Rendi-Wagner zeigt sich vor allem von den Grünen enttäuscht. „Sie treten ihre Werte hier mit Füßen.“ Die SPÖ-Chefin will jetzt den Gang zum Verfassungsgerichtshof „auf jeden Fall gehen“.
Auch FPÖ empört
Auch die FPÖ zeigt sich über das Vorgehen der Koalition beim U-Ausschuss zur Casinos-Affäre verwundert. Der Abgeordnete Philipp Schrangl begrüßte daher in einer Aussendung, dass nun der VfGH mit der Angelegenheit befasst werde.
Die Freiheitlichen treten explizit dafür ein, dass auch die sie betreffende Ibiza-Affäre untersucht wird. Alleine der Wunsch, Punkte wie diesen aus der Untersuchung auszuschließen, werfe ein merkwürdiges Licht auf die Regierungsparteien und insbesondere auf die sonst so an parlamentarischer Aufklärung interessierten Grünen, meint Schrangl.
VfGH entscheidet über Tempo selbst
Es liegt nun in den Händen des Verfassungsgerichtshofes (VfGH) zu entscheiden, ob die von SPÖ und NEOS für einen Untersuchungsausschuss beantragten Themen zur Gänze erörtert werden können. Wie lange das Höchstgericht für seine Entscheidung braucht, ist letztlich Sache der Richter.
Fix ist, dass die Beschwerde gegen die Zusammenstreichung des Untersuchungsgegenstands innerhalb von zwei Wochen eingebracht werden muss. Dann kommt der VfGH zum Zug und ist gesetzlich angehalten, möglichst innerhalb eines Monats zu entscheiden. Verpflichtet ist er dazu nicht. Wörtlich heißt es im Verfassungsgerichtshofgesetz: "Der Verfassungsgerichtshof entscheidet auf Grund der Aktenlage ohne unnötigen Aufschub, tunlichst aber binnen vier Wochen."
Die Grünen gehen nun davon aus, dass die Verzögerung, sollte der ursprüngliche Untersuchungsgegenstand überhaupt zugelassen werden, wohl nur sechs Wochen dauern wird.

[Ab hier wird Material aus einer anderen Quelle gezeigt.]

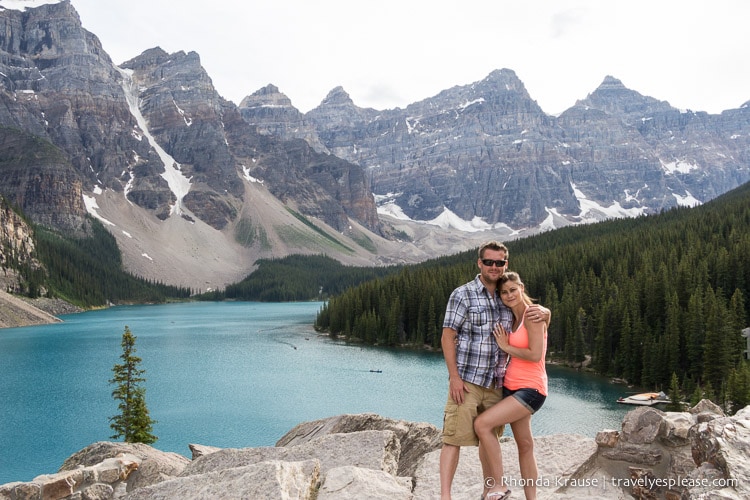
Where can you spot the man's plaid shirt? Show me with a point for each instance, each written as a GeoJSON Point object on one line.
{"type": "Point", "coordinates": [473, 313]}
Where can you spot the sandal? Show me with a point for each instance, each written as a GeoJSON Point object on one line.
{"type": "Point", "coordinates": [498, 495]}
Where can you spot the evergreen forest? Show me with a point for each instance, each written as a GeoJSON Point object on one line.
{"type": "Point", "coordinates": [639, 299]}
{"type": "Point", "coordinates": [88, 272]}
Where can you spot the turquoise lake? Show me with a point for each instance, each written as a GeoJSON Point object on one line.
{"type": "Point", "coordinates": [229, 374]}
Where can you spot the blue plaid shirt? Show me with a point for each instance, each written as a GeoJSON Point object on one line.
{"type": "Point", "coordinates": [472, 312]}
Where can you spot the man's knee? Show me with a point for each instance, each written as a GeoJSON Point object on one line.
{"type": "Point", "coordinates": [525, 444]}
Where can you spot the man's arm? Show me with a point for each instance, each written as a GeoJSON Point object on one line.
{"type": "Point", "coordinates": [536, 313]}
{"type": "Point", "coordinates": [455, 385]}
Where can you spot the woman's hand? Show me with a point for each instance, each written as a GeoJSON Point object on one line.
{"type": "Point", "coordinates": [501, 336]}
{"type": "Point", "coordinates": [537, 314]}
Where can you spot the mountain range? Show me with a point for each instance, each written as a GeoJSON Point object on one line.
{"type": "Point", "coordinates": [196, 188]}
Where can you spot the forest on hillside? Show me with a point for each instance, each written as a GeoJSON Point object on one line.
{"type": "Point", "coordinates": [645, 298]}
{"type": "Point", "coordinates": [88, 272]}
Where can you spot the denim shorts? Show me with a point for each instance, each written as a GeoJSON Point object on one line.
{"type": "Point", "coordinates": [530, 398]}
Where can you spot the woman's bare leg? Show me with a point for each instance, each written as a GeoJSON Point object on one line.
{"type": "Point", "coordinates": [506, 411]}
{"type": "Point", "coordinates": [526, 460]}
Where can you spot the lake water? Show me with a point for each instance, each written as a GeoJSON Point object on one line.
{"type": "Point", "coordinates": [229, 374]}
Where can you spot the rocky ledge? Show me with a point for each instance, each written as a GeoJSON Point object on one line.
{"type": "Point", "coordinates": [700, 453]}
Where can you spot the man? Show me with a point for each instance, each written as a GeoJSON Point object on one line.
{"type": "Point", "coordinates": [475, 363]}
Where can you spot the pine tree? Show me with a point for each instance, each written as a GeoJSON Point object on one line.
{"type": "Point", "coordinates": [133, 422]}
{"type": "Point", "coordinates": [674, 394]}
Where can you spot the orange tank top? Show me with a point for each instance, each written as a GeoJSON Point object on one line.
{"type": "Point", "coordinates": [522, 374]}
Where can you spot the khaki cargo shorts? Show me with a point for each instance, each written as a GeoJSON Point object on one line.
{"type": "Point", "coordinates": [458, 419]}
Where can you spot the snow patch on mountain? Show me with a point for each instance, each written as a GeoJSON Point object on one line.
{"type": "Point", "coordinates": [177, 182]}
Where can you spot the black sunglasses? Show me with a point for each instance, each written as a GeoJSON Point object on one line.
{"type": "Point", "coordinates": [498, 263]}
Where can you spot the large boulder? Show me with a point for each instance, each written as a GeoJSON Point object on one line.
{"type": "Point", "coordinates": [689, 455]}
{"type": "Point", "coordinates": [416, 438]}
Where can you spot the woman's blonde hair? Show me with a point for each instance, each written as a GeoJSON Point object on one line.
{"type": "Point", "coordinates": [516, 278]}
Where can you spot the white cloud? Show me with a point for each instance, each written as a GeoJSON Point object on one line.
{"type": "Point", "coordinates": [389, 53]}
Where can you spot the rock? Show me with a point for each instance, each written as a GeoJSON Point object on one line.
{"type": "Point", "coordinates": [642, 425]}
{"type": "Point", "coordinates": [361, 456]}
{"type": "Point", "coordinates": [416, 439]}
{"type": "Point", "coordinates": [266, 480]}
{"type": "Point", "coordinates": [558, 457]}
{"type": "Point", "coordinates": [346, 482]}
{"type": "Point", "coordinates": [379, 450]}
{"type": "Point", "coordinates": [199, 450]}
{"type": "Point", "coordinates": [170, 464]}
{"type": "Point", "coordinates": [607, 438]}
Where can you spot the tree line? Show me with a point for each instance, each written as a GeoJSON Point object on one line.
{"type": "Point", "coordinates": [642, 298]}
{"type": "Point", "coordinates": [88, 271]}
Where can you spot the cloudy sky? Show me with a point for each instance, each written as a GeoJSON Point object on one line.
{"type": "Point", "coordinates": [389, 53]}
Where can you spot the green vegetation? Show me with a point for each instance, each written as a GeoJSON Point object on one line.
{"type": "Point", "coordinates": [247, 234]}
{"type": "Point", "coordinates": [644, 297]}
{"type": "Point", "coordinates": [298, 278]}
{"type": "Point", "coordinates": [133, 423]}
{"type": "Point", "coordinates": [330, 239]}
{"type": "Point", "coordinates": [88, 272]}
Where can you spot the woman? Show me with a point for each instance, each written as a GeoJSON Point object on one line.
{"type": "Point", "coordinates": [524, 391]}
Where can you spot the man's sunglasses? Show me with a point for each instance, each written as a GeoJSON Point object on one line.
{"type": "Point", "coordinates": [498, 263]}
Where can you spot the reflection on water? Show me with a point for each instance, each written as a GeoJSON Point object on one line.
{"type": "Point", "coordinates": [229, 375]}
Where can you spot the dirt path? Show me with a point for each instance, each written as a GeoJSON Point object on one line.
{"type": "Point", "coordinates": [15, 312]}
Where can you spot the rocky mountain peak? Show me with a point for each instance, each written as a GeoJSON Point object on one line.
{"type": "Point", "coordinates": [337, 97]}
{"type": "Point", "coordinates": [266, 96]}
{"type": "Point", "coordinates": [615, 98]}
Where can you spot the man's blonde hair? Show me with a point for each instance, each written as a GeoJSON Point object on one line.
{"type": "Point", "coordinates": [492, 245]}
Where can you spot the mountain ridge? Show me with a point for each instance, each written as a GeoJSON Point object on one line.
{"type": "Point", "coordinates": [196, 188]}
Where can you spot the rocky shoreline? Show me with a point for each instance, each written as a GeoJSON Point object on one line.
{"type": "Point", "coordinates": [697, 454]}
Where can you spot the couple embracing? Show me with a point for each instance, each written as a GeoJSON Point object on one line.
{"type": "Point", "coordinates": [487, 322]}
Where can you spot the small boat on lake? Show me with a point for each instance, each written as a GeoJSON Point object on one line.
{"type": "Point", "coordinates": [645, 399]}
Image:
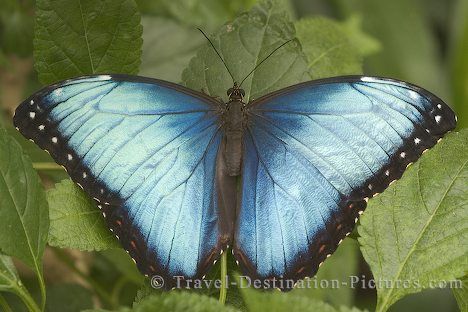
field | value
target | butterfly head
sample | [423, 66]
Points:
[236, 93]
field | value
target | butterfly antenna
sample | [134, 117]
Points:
[222, 60]
[271, 53]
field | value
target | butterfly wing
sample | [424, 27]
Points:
[146, 151]
[313, 154]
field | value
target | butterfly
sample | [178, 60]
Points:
[180, 176]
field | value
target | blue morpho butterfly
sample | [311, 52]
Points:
[161, 161]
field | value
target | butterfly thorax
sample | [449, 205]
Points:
[235, 121]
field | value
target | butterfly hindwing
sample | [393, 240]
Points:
[313, 155]
[146, 151]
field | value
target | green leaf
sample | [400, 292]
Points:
[79, 37]
[363, 42]
[176, 301]
[24, 213]
[16, 31]
[416, 231]
[68, 298]
[207, 14]
[123, 262]
[75, 221]
[10, 282]
[333, 48]
[333, 283]
[260, 301]
[168, 47]
[24, 216]
[243, 44]
[461, 294]
[410, 50]
[459, 62]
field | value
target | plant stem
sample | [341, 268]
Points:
[46, 166]
[4, 305]
[97, 288]
[40, 278]
[223, 290]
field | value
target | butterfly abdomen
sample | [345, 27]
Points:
[234, 132]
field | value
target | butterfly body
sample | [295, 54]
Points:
[162, 163]
[235, 123]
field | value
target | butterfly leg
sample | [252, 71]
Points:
[216, 98]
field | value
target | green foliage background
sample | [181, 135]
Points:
[55, 251]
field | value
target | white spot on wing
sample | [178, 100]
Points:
[413, 94]
[105, 77]
[369, 79]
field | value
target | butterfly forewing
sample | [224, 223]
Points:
[145, 150]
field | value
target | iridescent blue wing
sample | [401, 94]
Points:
[313, 154]
[146, 151]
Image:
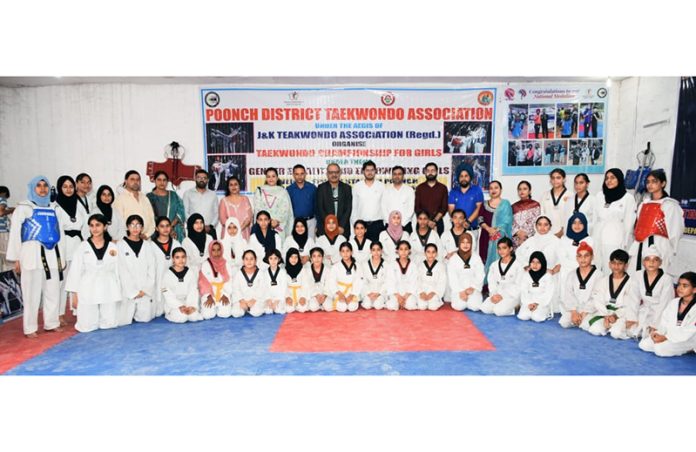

Die SPÖ vermutet, dass der VfGH für die Prüfung ein wenig länger brauchen könnte. Die "tunlichst"-Formulierung gibt den Höchstrichtern ja jeden erdenklichen Spielraum und der Verfassungsgerichtshof ist nicht dafür bekannt, sich zeitlich gerne unter Druck setzen zu lassen.
Sollte der Gerichtshof SPÖ und NEOS folgen, werden die Auswirkungen des heutigen türkis-grünen Einspruchs gering sein. Einzig, dass die Akten ein wenig später angefordert werden könnten, wäre ein gewisser Nachteil.
Im U-Ausschuss selbst haben ÖVP und Grüne übrigens auch eine knappe Mehrheit. Die Volkspartei ist mit fünf Mandataren repräsentiert, der Koalitionspartner mit zwei. Auf der anderen Seite stehen drei Rote, zwei Blaue und eine pinke Ausschuss-Vertreterin.